12.01.2014

Haïku de route-19/ 46548 National Trails Hwy

46548. On sort de l'Aiguille. Le temps, chaud, l'Air Co et cette crinière de peluche mouchetée qui recouvre la peau rauque et cailleuse, minérale du Mojave par Quarry Road et toujours ce bon vieux choix de tous les carrefours. Je crois à gauche, mais on part à droite, je doute et j'hésite. On a pris juste mais on abandonne trop vite, on aurait aimé que ça explose devant nous, on voulait là, on pensait, tout de suite. On revient sur nos pas. C'est comme lorsque j'essaie d'écrire le néerlandais et que je mets deux "a" quand il n'en faut qu'un et l'inverse, une évidence, je regarde souvent à droite lorsque c'est à gauche que ça se passe. En face il y a le Kelly's Market & Truck Stop, un vaste grisâtre et poussièreux pour les camions immenses, quelques voitures garées, pas de numéro, je nous envoie à gauche sur la National Trails Hwy, la 66 d'ici passant sous l'Aiguille à la recherche de Bagdad. Un rien de chaque côté, pas loin de tous les tout des percées d'Amérique, percées craquelées, fendues, prises dans le soleil, route ridée et sèche, paumée de la 15 et du bitume botoxé des portes de Vegas. On trace au rythme des pylônes des pionniers et c'est comme un morse qu'on fait, long sur le lisse et les points sur les crevasses.

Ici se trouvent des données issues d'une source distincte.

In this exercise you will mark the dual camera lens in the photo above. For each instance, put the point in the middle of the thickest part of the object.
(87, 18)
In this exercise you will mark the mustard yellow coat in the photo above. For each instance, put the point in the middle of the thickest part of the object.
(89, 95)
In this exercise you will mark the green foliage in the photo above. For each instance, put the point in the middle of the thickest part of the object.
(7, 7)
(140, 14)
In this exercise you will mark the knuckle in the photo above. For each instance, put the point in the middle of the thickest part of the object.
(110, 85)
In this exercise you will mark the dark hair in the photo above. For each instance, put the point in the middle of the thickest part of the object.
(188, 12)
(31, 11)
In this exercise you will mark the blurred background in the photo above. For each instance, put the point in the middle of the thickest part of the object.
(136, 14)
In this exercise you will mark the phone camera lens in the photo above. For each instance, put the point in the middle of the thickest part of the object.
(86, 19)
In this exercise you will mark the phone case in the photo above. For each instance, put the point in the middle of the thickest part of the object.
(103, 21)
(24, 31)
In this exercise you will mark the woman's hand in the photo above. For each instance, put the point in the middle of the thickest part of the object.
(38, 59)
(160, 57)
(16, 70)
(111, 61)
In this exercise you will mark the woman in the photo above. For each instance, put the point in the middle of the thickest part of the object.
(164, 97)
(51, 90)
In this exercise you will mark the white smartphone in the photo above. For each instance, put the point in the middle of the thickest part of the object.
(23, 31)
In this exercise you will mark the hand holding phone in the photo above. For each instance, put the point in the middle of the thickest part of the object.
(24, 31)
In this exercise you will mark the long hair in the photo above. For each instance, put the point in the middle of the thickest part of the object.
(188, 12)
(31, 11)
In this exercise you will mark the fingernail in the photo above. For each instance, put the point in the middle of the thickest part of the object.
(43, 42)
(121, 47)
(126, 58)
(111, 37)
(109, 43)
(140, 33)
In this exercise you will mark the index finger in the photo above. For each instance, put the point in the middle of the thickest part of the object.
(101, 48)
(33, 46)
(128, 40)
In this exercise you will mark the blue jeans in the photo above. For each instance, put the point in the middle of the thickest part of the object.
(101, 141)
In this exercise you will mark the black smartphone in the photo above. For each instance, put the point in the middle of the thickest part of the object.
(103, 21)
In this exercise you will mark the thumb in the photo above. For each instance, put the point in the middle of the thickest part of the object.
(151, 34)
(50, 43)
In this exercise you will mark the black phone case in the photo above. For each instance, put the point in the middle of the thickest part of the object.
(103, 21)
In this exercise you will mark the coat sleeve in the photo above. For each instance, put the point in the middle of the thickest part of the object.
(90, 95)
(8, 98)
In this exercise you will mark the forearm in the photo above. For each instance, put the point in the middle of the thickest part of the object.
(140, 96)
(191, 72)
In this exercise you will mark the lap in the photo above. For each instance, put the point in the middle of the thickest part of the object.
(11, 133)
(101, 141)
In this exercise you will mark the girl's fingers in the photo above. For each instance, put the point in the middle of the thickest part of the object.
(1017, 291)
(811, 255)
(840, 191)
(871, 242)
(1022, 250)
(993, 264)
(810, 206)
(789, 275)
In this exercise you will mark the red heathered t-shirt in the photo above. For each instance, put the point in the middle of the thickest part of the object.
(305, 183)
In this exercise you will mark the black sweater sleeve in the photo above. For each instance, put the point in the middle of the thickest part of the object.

On remonte, l'impasse de Martino et des voies de chemins de fer. Ma mère me demande si je suis sûr que c'est là, je ne sais pas, j'attends les premières boîtes aux lettres, des numéros, on digère Peggy. Les touffes du désert, des pistes praticables, toutes courtes vers des habitations basses, amoncellées de ferrailles, de bois, de restes de tout, de l'ancien utile en attente de le redevenir, un îlot à faire quoi le long des voies de communication, planté dans un sol qui n'a rien à donner. On continue encore un peu vers un second îlot de plus d'habitations. Les toits sont gris, semblent bouillant, on dirait de la tôle, une ferraillerie ou une casse sans carcasses, un éparse de voitures, de remorques, de campings-cars déposés là et des bateaux. Des bateaux au sol, dans le désert comme si le déluge allait enfin arriver et que certaines personnes allaient enfin avoir quelque chose à vivre. Un faible grillage et des chiens probablement. On s'arrête en bord de route. Je regarde les numéros. C'était à droite. Mais je suis persuadé que si j'avais pris à droite, Bagdad se serait déplacé à gauche.


On fait demi-tour. C'était plus facile de sortir de LA. On rejoint Kelly. On a tangué les choix. On s'est balancé sur un micro-tronçon de la 66, on en rit maintenant, on sait que c'est bon. Ce filant droit loin et la montagne à droite, cette évidence de l'espace, son arrogance quand il se perd à vue, quand sa joie s'étire dans l'ennui des longues marches où l'on ne voit rien passer, où la route fait du sur place. J'ai marché quelque fois dans la nuit, l'hiver, entre Genève et Rolle, souvent entre Nyon et Rolle, 30km, 15km à arriver à l'aube dans mon lit chez mes parents sans m'être arrêté, décuité de beuverie mais dans l'ivre de la marche quand on serre les poings pour que l'énergie tourne en nous et ne s'enfuie pas vers le lac ou les champs et les yeux rivés au sol pour que la route défile comme un film et s'avance vers le retour. J'ai marché des nuits splendides avec en moi un loin incroyablement dense, crevé et doux. Je regarde ce loin ici, sur la National Trails Hwy avec les 44 qui deviennent 45 et 46200, 300, 400, des pistes auquelles on a donné des noms, Monaco Street, Mini Ranch Row, Caspian Road. Et là, sur la gauche. Bagdad.